I would imagine the answer is no, but it's not something I've ever tested. Likely will do sometime soon now you've put the idea in my head.

The reason I think no is that Google are probably clever enough to fingerprint you in a hell of a lot of ways, but I could be wrong..

Me too. Besides, what makes me think that the "lead software engineer" (LSE?) for any company reads TC? Most LSEs wouldn't even know what it is. Seems a strange thing for him to have said.

OP - not trying to discredit you or be rude so I hope my comments don't come across that way. I'm just talking about the actual comment form the LSE.

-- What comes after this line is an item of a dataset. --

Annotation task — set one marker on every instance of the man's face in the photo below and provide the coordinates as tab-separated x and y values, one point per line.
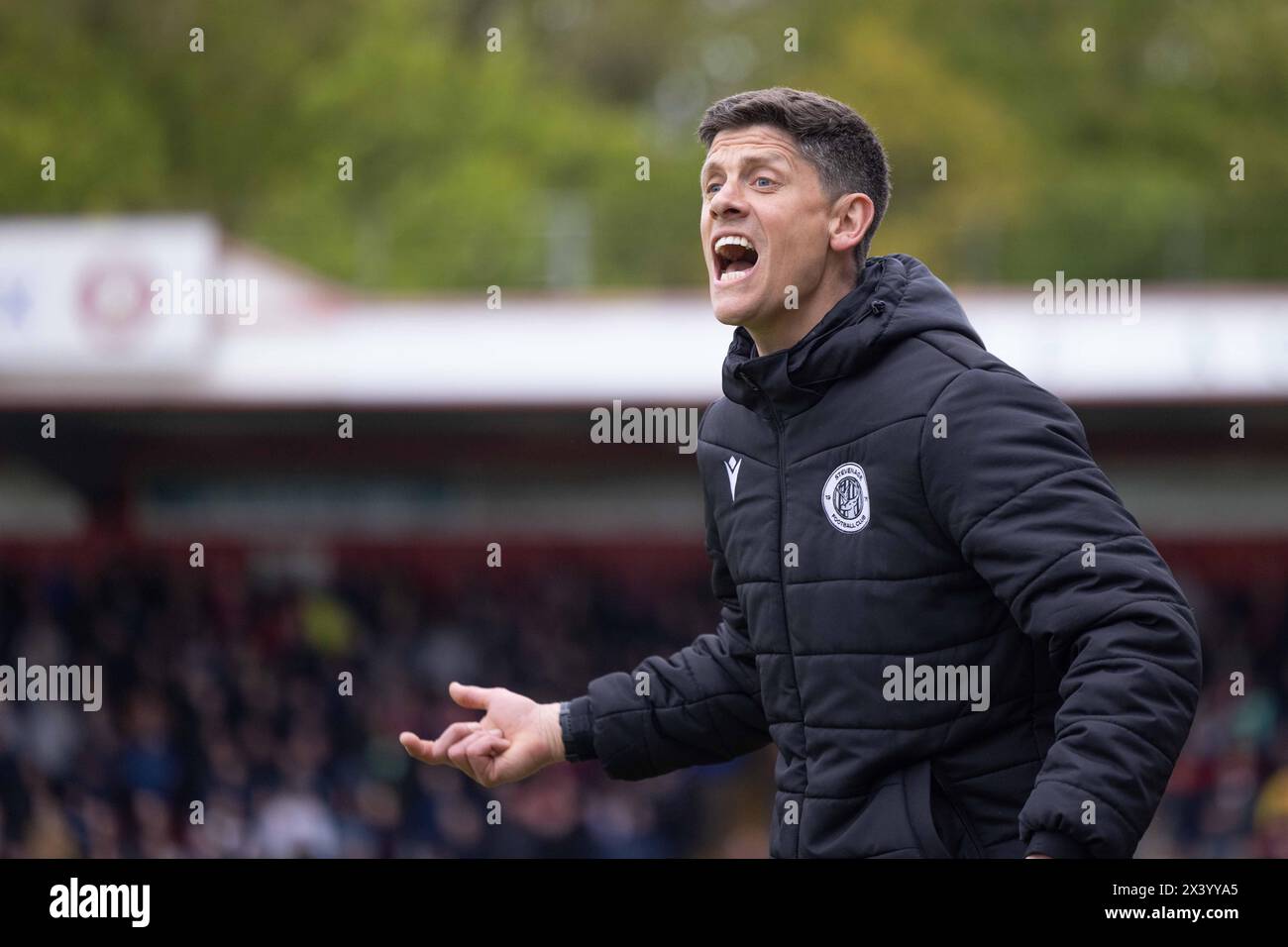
758	185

>Me too. Besides, what makes me think that the "lead software engineer" (LSE?) for any company reads TC? Most LSEs wouldn't even know what it is. Seems a strange thing for him to have said.

This does not even make sense.

Where do you see even the slightest incompatibility of being a LSE for a company and reading TC?

TC, at it's inception, was a company about and for the startup community. LSE at a large corporation is about as far from the startup community as you can get. As I said, most LSEs wouldn't even know what it is.
Google is a large corporation. Apple is a large corporation. Yahoo is a large corporation. Still, I bet you their LSE know fully what TC is.

LSE's often leave large corporations to create their own startups. Or have created their own startups in the past (think Brad Fitzpatrick, for example). Or the want to move on to management (which is were knowing the market is beneficial, and TC helps).

Perhaps when you hear LSE you have some ancient, bureaucratic, enterprise, just finishing replacing COBOL with Java in mind, and mindless J2EE programmer drones. But not all --or even most-- LSEs are like that. And said company, Manwin, is as far from the typical bureaucratic old enterprise as you can get.